Convergence of Steepest Descent and Adam under Non-Uniform Smoothness
This work provides theoretical guarantees for the convergence of popular optimization algorithms like Adam and RMSProp, which is significant for researchers and practitioners in machine learning who rely on these methods.
This paper analyzes the convergence of first-order methods under a generalized non-uniform smoothness assumption where curvature is an affine function of the objective value. It establishes a general convergence rate for steepest descent, RMSProp, and Adam, showing sign GD converges linearly and faster than GD for logistic regression and softmax policy gradient, and RMSProp/Adam achieve linear rates for certain neural networks.

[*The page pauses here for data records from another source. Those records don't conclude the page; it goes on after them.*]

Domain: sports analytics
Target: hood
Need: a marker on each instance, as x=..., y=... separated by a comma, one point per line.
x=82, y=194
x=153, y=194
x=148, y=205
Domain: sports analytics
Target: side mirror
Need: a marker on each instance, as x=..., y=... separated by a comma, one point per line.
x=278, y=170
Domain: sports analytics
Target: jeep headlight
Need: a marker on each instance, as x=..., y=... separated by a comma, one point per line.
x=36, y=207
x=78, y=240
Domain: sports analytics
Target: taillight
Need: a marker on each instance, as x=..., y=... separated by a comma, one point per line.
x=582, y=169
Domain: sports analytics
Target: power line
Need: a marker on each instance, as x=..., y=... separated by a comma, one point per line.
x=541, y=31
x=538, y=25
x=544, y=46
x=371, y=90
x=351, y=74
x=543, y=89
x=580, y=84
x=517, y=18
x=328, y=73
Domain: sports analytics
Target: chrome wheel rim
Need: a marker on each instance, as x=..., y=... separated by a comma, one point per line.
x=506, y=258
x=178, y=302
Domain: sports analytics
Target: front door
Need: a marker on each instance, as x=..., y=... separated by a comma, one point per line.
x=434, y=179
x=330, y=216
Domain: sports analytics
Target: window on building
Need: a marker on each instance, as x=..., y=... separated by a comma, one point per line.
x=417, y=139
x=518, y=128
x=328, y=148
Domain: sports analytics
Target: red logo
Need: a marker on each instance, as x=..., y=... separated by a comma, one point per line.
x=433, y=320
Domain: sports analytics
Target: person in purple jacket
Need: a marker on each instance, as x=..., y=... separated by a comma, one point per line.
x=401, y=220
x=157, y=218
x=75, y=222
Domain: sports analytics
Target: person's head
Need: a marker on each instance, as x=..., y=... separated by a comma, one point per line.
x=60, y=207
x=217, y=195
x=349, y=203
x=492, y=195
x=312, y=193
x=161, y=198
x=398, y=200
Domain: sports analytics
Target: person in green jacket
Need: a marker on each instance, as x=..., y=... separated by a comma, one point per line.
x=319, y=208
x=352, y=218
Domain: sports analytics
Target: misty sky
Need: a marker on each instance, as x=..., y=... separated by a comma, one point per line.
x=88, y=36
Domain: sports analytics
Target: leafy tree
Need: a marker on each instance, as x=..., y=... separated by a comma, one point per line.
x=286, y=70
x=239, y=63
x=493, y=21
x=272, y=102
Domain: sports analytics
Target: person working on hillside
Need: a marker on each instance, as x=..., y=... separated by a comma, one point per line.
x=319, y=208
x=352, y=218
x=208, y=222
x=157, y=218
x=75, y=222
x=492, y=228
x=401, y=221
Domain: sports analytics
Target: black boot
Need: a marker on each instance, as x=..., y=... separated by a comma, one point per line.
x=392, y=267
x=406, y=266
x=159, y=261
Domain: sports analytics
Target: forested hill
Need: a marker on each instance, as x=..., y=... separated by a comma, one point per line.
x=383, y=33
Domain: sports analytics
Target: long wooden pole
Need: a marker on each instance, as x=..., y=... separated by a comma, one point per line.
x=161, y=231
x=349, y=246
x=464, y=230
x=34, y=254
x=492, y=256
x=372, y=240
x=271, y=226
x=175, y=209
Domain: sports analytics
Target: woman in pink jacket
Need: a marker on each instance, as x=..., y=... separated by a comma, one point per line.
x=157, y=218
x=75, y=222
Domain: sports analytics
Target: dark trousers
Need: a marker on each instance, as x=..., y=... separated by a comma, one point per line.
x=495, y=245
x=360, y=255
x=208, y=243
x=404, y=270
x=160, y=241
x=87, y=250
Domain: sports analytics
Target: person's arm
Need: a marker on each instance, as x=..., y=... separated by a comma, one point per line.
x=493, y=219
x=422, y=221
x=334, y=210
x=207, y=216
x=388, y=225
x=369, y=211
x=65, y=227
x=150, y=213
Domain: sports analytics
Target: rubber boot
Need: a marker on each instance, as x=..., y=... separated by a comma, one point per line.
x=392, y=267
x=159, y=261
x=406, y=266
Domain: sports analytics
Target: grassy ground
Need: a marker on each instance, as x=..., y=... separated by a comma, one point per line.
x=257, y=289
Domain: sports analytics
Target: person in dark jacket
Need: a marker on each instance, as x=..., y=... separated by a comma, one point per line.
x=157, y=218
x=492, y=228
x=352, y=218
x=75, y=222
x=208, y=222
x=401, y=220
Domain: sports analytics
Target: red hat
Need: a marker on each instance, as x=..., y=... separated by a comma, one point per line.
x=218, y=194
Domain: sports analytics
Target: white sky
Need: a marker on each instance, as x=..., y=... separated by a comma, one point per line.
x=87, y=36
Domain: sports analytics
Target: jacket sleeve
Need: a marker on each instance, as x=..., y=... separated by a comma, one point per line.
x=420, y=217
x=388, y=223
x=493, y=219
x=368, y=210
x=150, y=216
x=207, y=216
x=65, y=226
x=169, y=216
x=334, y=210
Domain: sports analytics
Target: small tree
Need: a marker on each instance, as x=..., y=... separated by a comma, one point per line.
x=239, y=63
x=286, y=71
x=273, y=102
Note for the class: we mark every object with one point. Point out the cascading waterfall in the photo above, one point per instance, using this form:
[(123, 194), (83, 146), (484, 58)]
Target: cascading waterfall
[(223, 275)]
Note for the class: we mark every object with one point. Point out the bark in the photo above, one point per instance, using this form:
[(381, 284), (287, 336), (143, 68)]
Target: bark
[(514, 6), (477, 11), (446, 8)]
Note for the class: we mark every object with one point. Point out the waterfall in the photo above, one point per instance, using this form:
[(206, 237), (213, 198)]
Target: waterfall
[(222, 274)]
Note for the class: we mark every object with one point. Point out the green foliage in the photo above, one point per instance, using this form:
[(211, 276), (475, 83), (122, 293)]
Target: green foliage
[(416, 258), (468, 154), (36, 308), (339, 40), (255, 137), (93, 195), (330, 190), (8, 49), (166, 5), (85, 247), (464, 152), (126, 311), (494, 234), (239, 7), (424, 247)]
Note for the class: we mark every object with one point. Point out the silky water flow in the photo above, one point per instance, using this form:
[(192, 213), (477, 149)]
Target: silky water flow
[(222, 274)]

Recent work has analyzed the convergence of first-order methods under non-uniform smoothness assumptions that better model the loss landscape in machine learning tasks. We generalize this assumption to objectives whose curvature is an affine function of the objective value. This property is satisfied by a broad class of problems, including logistic regression, generalized linear models with a logistic link function, softmax policy gradient in reinforcement learning, and a class of neural networks. Under this assumption and gradient domination conditions, we establish a general convergence rate for the steepest descent method, and deterministic, diagonal variants of RMSProp and Adam. Our results imply that for logistic regression on separable data and the softmax policy gradient objective, sign GD converges linearly and is provably faster than GD. Furthermore, we show that for a class of two-layer neural networks on separable data, RMSProp and Adam can converge at a linear rate with a constant step-size and momentum parameter. Finally, we present a lower bound demonstrating that, under our assumption, RMSProp and Adam are provably faster than AdaGrad, AMSGrad, gradient descent, and heavy-ball momentum.